Review of The Spellmans Strike Again by Lisa Lutz

From Nashville Scene --

With The Spellmans Strike Again, Lisa Lutz brings a quirky mystery series to a delightful close --

By: Lyda Phillips --
March 17, 2010 --

The Spellmans Strike Again
Lisa Lutz
Simon & Schuster, 379 pp., $25

Lisa Lutz grew up in Southern California, and spent the next decade or so college-hopping and working a string of odd jobs, including a stint in a family detective agency. During that time she wrote the screenplay for a mob comedy called Plan B, which was made into a movie in 2000. Lutz considered the film "unwatchable," so she swore off screenwriting and began The Spellman Files.

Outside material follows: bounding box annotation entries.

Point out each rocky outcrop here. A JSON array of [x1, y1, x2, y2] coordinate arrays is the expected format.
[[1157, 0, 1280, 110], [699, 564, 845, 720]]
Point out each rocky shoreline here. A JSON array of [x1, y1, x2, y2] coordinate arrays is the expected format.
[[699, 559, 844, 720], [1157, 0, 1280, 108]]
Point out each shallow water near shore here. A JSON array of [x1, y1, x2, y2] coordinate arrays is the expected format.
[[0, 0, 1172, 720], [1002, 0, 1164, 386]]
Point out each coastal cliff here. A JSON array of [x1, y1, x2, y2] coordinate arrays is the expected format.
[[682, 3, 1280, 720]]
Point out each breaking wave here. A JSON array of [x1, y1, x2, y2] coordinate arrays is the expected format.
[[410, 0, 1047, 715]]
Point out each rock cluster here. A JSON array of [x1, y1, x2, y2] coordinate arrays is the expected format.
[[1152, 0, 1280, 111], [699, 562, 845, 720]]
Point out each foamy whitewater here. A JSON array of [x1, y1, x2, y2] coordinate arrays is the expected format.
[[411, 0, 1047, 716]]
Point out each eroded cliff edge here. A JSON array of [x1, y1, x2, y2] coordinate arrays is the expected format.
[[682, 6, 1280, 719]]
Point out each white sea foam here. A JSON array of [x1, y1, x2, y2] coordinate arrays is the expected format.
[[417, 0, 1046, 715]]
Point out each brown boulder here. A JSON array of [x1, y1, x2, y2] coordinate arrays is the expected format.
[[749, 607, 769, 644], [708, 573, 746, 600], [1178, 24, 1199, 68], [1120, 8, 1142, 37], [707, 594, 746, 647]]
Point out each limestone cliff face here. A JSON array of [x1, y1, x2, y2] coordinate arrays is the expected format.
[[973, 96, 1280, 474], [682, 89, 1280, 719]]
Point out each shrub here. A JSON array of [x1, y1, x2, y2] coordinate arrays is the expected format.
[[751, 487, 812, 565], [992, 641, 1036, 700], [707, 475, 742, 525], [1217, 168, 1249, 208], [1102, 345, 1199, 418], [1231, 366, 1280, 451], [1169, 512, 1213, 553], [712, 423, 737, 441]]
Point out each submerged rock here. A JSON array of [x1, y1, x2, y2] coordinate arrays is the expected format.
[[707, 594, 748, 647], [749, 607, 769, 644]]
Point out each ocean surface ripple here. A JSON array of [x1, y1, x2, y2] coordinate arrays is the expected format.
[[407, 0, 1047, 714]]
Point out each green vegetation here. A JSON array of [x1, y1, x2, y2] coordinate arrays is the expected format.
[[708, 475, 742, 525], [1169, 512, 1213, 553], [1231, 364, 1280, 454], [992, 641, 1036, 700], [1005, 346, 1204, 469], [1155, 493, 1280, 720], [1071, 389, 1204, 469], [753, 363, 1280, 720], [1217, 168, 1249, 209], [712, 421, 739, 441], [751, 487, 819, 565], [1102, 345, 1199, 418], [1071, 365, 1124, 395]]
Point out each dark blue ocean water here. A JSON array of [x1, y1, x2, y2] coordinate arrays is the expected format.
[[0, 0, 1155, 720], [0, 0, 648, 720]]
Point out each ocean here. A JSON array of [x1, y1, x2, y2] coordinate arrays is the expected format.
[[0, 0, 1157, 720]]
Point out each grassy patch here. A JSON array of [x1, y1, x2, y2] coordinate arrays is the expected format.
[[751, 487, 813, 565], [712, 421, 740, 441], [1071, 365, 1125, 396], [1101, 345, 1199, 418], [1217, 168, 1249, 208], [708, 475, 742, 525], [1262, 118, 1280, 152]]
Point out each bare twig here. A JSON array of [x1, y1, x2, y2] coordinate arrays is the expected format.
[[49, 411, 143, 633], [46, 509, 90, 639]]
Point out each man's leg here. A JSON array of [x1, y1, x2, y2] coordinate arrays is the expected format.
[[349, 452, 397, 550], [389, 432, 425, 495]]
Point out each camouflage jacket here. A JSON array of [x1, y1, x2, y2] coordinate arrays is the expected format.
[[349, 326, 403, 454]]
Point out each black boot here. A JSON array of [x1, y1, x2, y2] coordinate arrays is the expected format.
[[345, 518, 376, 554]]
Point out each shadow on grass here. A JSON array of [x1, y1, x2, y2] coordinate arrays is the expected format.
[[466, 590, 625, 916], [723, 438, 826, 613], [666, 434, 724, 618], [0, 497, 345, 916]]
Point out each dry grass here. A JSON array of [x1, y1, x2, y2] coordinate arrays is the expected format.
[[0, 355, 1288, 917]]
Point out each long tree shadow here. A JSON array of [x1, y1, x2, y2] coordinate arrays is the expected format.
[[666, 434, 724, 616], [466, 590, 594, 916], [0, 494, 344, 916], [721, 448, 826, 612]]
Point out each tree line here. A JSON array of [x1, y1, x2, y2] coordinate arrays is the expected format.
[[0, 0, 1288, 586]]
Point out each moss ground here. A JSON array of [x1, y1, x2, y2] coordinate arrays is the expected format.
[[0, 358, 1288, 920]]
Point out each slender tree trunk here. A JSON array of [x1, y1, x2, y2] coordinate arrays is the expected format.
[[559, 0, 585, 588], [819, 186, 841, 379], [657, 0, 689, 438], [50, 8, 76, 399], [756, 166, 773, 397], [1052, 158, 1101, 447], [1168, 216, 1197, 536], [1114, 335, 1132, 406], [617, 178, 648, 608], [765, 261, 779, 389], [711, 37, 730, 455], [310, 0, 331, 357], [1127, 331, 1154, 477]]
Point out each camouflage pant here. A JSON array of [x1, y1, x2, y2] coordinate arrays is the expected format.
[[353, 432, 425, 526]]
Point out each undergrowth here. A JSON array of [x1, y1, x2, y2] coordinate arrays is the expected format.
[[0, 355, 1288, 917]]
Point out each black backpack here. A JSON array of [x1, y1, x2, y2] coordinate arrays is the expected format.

"Ten years later, I remember the [detective] job as basically me in the basement shredding old files, a lot of invoicing and paying bills, and maybe five days of doing fun investigative work," she says. But detection occurs in The Spellmans Strike Again — the close to Lutz's four-novel mystery series and another outing with this delightfully dysfunctional family of detectives — most of it by members of the family investigating one another.

That family saga is narrated by Isabel "Izzy" Spellman, whose life has been a series of bad choices, poor judgment, bone-headedness and other deep character flaws. Fortunately for Izzy — described by People magazine as "the love child of Dirty Harry and Harriet the Spy" — her mother, father, uncle, sister, brother and assorted friends and lovers are equally eccentric, and equally annoying and lovable. Izzy's life is an addictive romp from the first page of the book to the last, including all the footnotes and appendices.

"I suppose the most defining characteristic of my family is that we take our work home with us," Izzy explains in the first chapter. "If your family's job is investigating other people, you inevitably investigate each other. This single trait has been our primary point of conflict for most of my life."

This mélange, reminiscent of a Left Coast Royal Tenenbaums, lives in literally armed conflict in a Victorian house in San Francisco (don't call it San Fran), when they aren't sulking, running away, locking each other in closets and/or trying to have a life. Through all four novels, starting with the New York Times bestselling The Spellman Files — now in movie production — and continuing through Curse of the Spellmans and Revenge of the Spellmans, Lutz takes readers on a tilt-a-whirl emotional ride, but in this last volume she brings everything to a tidy conclusion. Izzy wins her true love at last, sister Rae spurns Yale for Berkeley, brother David hangs onto his great new girlfriend, Mom tears up her list of required lawyer dates, and Dad returns the missing doorknobs and light fixtures.

Most shocking of all, Izzy grows up, sort of, although it takes the death of her 85-year-old friend Mort to settle her down to earth. "Every day we get older, and some of us get wiser, but there's no end to our evolution," she reflects. "We're all a mess of contradictions; some of our traits work for us, some against us. ... Over the course of a lifetime, people change, but not as much as you'd think. Nobody really grows up. At least that's my theory; you can have your own."